26. In support of these terms the applicant pleads by way of particulars the representations (a) to (i) referred to in relation to the Trade Practices Act claims. It is said that the respondents breached each of the terms pleaded, that on or about 3 August 1990 the applicant rescinded the agreements, and on or about 27 December 1990 returned 326 units to the respondents. In the premises the applicant claims to have suffered loss and damage occasioned by the alleged breaches, namely the sum of $54,600, loss of profits, the sum of $1395 referred to in the Trade Practices Act claims, interest and costs. (The claim for loss of profits was nor pursued.)
THE TRADE PRACTICES ACT CLAIMS

27. Section 52 of the Act provides that a corporation shall not, in trade or commerce, engage in conduct that is misleading or deceptive or is likely to mislead or deceive.

28. By section 4(1) of the Act the term corporation is defined to mean a body corporate that:

(a) is a foreign corporation;
(b) is a trading corporation formed within the limits of
Australia or is a financial corporation so formed;
(c) is incorporated in a Territory; or
(d) is the holding company of a body corporate of a kind
referred to in paragraph (a), (b) or (c);

29. In the statement of claim the applicant pleads that the first respondent is and was at all material times a company incorporated in the State of Victoria and that it is and was at all material times a corporation within the meaning of the Act. As neither of these allegations is admitted, it is incumbent upon the applicant to prove the status of the first respondent as a corporation within the meaning of the Act.

30. No evidence was adduced to prove the incorporation of the first respondent in Victoria, or elsewhere. Nor was any evidence given upon which a finding could be made that the first respondent (assuming it to be a body corporate) fell within any one of the four categories of bodies corporate referred to in the definition of corporation.

31. The only evidence which in any way was directed to the corporate status of the first respondent was a portion of an affidavit sworn by the second respondent on 24 April 1991 in which the second respondent swore that he was a director of the first respondent and that he was authorised by the first respondent to swear the affidavit on its behalf. Such an admission may conceivably, in an appropriate context, be some evidence that the first respondent is a body corporate, but it certainly is not evidence sufficient to establish the body corporate as a corporation as defined in the Act.

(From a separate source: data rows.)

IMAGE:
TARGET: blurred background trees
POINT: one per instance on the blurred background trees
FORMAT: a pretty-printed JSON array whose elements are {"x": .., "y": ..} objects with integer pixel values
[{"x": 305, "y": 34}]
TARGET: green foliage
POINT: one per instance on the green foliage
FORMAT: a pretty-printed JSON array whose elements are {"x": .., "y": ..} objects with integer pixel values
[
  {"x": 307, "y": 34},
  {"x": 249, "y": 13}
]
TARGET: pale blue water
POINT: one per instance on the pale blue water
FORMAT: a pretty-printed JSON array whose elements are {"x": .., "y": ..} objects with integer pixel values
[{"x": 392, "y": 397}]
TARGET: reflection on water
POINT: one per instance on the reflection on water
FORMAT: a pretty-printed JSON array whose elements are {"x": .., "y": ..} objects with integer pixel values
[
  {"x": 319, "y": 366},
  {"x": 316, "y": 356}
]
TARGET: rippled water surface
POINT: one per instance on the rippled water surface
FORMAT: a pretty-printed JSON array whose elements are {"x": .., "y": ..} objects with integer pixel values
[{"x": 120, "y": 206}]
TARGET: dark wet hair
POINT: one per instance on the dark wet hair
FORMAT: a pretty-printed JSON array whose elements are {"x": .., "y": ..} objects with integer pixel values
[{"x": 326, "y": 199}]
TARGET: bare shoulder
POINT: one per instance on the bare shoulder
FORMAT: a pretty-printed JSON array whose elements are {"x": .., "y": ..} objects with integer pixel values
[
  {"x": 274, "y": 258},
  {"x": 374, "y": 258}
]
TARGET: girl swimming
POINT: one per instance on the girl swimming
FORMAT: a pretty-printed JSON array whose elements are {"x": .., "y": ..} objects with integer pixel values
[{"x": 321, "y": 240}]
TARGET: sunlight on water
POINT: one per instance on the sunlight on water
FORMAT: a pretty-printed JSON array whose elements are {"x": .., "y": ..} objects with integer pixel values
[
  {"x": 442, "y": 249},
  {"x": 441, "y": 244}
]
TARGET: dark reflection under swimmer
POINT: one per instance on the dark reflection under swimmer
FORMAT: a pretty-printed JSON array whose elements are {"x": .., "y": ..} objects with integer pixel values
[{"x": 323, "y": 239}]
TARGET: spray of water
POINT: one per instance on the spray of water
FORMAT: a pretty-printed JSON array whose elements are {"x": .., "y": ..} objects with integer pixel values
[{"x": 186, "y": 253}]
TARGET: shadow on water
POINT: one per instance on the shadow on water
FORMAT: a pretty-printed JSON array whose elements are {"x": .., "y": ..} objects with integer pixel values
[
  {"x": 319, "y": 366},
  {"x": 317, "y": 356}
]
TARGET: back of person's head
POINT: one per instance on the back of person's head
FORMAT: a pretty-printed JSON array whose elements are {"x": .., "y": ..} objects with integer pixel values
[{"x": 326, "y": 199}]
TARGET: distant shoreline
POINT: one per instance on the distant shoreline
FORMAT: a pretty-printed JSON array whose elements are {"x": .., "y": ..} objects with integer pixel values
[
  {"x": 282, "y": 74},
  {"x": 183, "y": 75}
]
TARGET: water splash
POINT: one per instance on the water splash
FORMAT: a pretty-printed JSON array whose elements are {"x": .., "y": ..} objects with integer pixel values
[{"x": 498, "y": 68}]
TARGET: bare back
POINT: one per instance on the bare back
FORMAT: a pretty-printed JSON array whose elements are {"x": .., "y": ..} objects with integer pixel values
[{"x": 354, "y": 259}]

32. Apart from the foregoing, the only item of evidence in which any reference is made to the first respondent is in the marketing agreement annexed to the deed of assignment. The marketing agreement bears a signature (which is indecipherable) above the words "For and on behalf of Omaq Pty Ltd and John Ring". Neither the first respondent nor the second respondent was a party to the deed of assignment, and no other document produced in the proceedings bears the name of the first respondent. Nor was any evidence given from which any inference can be drawn that the first respondent is engaged in trade or any other specific activity.

33. In my opinion the applicant has not proved that the first respondent is a party to whom section 52 applies.

34. Section 53 of the Act also applies to corporations engaged in trade or commerce. For the same reasons which apply to the applicant's claim under section 52, its claim under section 53 must also fail.

35. Quite apart from the question of whether the applicant is a corporation to which sections 52 and 53 apply, the findings made hereunder in relation to the capacity in which the second respondent dealt with the applicant would exclude the operation of those sections. This aspect of the case is canvassed in detail in the context of the common law claims.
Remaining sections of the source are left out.